Baitcasters are beloved my many in the fishing community, but many have trouble casting light lures with them.

So, how do you get any distance on those light lure casts and keep from getting a bird’s nest?

Well, it’s obviously a challenge, because the lure is very lightweight. So, challenge, guys, because there’s very light weight. You have to really get the spool on your baitcaster turning in order to get momentum so that you can get distance on your cast.

So, I’m going to show you a few tips that are really going to help you cast little bitty light lures with a baitcaster!

First things first… the proper fishing rod

Before we get into the actual reel itself, one of the most important aspects of casting lighter lures with a baitcaster is to make sure you have the proper rod.

For a longer cast with lighter lures, you ideally want a 7’4″ rod with a very fast tilt.

joshua taylor holding a st croix baitcaster fishing rod
To cast lighter lures with a baitcaster, you should aim to have a 7’4″ rod with a fast tilt. This is the St. Croix Legend Xtreme, which is only a 7-foot rod, but it has a very, very fast tilt. I can still cast a light lures a good distance by making a few small adjustments. I’m also using the Concept TX reel, from 13 Fishing. It’s one of the smoothest baitcaster reels I’ve used.

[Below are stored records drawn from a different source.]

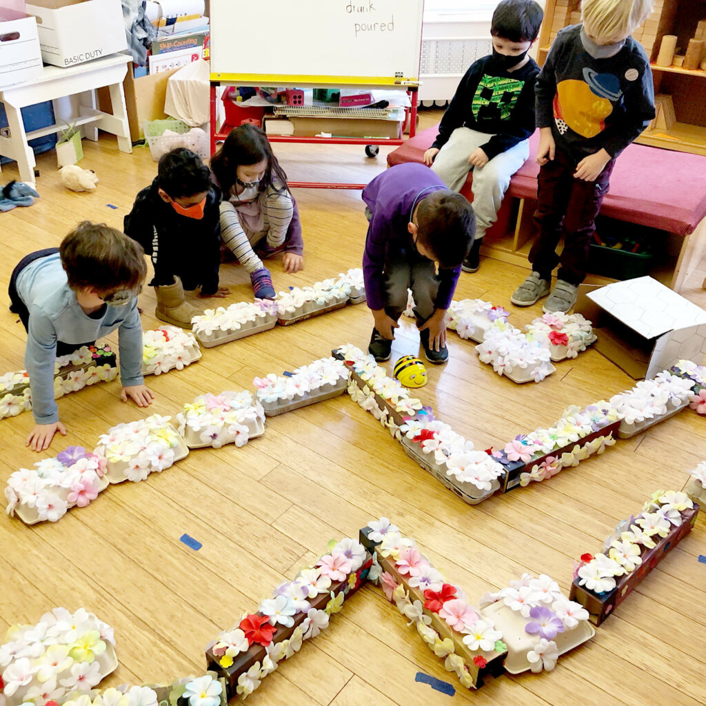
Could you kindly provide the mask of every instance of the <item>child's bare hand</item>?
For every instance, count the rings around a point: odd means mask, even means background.
[[[149,407],[155,399],[155,393],[144,385],[130,385],[120,391],[120,399],[127,402],[130,397],[138,407]]]
[[[293,274],[304,268],[304,258],[302,255],[296,253],[285,253],[282,258],[282,266],[285,272]]]
[[[583,179],[585,181],[595,181],[610,160],[611,155],[603,149],[585,157],[576,166],[574,179]]]
[[[198,293],[198,298],[200,299],[210,299],[211,297],[217,297],[217,299],[222,299],[229,296],[230,287],[219,287],[212,294],[205,294],[203,292]]]
[[[488,155],[479,147],[471,152],[468,157],[468,163],[479,169],[488,164]]]
[[[44,451],[49,448],[54,435],[59,432],[62,436],[66,436],[66,428],[61,421],[53,424],[36,424],[32,430],[32,433],[27,437],[25,446],[29,446],[32,451]]]
[[[431,167],[434,162],[434,157],[439,153],[439,149],[438,147],[430,147],[426,152],[424,152],[424,164],[427,167]]]
[[[546,164],[553,160],[556,148],[551,128],[542,128],[539,131],[539,146],[537,148],[537,163]]]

Reel adjustments for casting light lures with a baitcaster

Once you have an appropriate rod for baitcasting smaller lures, you’ll need to make some adjustments to your reel.

Adjust the magnetic brake

One thing that you have to do is adjust your magnetic break control. Now, this is going to be different for each reel, so you really need to get to know your baitcaster reel very well.

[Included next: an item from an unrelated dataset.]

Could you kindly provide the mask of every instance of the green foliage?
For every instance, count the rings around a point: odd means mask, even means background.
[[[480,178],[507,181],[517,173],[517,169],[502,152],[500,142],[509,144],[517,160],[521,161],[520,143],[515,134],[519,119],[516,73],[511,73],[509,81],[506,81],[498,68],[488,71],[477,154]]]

Now, ideally, you’re going to want to reduce the amount of breaking when you’re casting light lures. There will be a sweet spot and you’re going to have to play with the reel breaking to find where that is. I typically turn the breaking down to the 2 setting (on a reel with a 0-6 range). I find that setting works best for me. But you are going to want to adjust that to see where that sweet spot is for you.

making magnetic brake adjustment on baitcaster reel
On the Concept TX reel from 13 Fishing, the side panel has a small wing that you press and it will open up so you can adjust the magnetic brake.




Adjust knob tension

Now, the other thing you need to adjust on your baitcaster reel is the tension knob. (If you want to learn more about how to tune your Baitcaster, I go into complete detail).

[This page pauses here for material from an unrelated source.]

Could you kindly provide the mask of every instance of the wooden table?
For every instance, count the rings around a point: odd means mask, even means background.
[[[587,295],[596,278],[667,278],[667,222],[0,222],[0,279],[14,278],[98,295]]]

Adjust the tension knob on your reel so that when you press the button to release the line, the lure will be able to hit the ground and not cause a massive bird’s nest.

adjusting tension knob on baitcaster
You need to adjust the tension knob so that your lighter lure can fall to the ground freely without causing a large bird’s nest in your line.
man holding baitcaster after adjusting tension knob
The key to adjusting your tension knob is to be sure you are not getting a bird’s nest when the lure hits the ground.

Proper light lure casting techniques

Once you have everything dialed in on your reel, you need to be sure you have the proper mechanics and technique to be able to maximize the distance on your light lure casts.



Longer leader length

One of the important factors when you’re trying to do a light cast or cast lighter lures is line leader length. You want to make sure that when you cast, your leader is actually hanging down a little longer than normal.

Typically, 8 to 10-inches from lure to the rod tip works well with a baitcaster. However, when casting a really light lure, you can let out 2 to 2-1/2 feet of line, so that you can get more momentum on your cast, resulting in a great cast distance.

I can absolutely guarantee you that longer linger leader length will work and help give you that leverage you’ll need to cast farther.

Try a wider spool

In addition to longer leader length, you should try to find a reel that has a larger spool. There a many on the market, and I have found that larger spools will allow you to increase your distance because the spool has to turn fewer revolutions to disperse the line.

So, if you have a smaller, skinnier spool, you’re not going to get as far of a cast as you would with spool that has a larger diameter.

Casting mechanics

When you’re casting lighter lures with your baitcaster, you’re going to make sure that you’re not over powering the throw or you’re going to have overruns resulting in a bird’s nest.

You have to use not only your wrist and your arms, but you want use the full momentum of all of your body. This includes your legs, back and torso.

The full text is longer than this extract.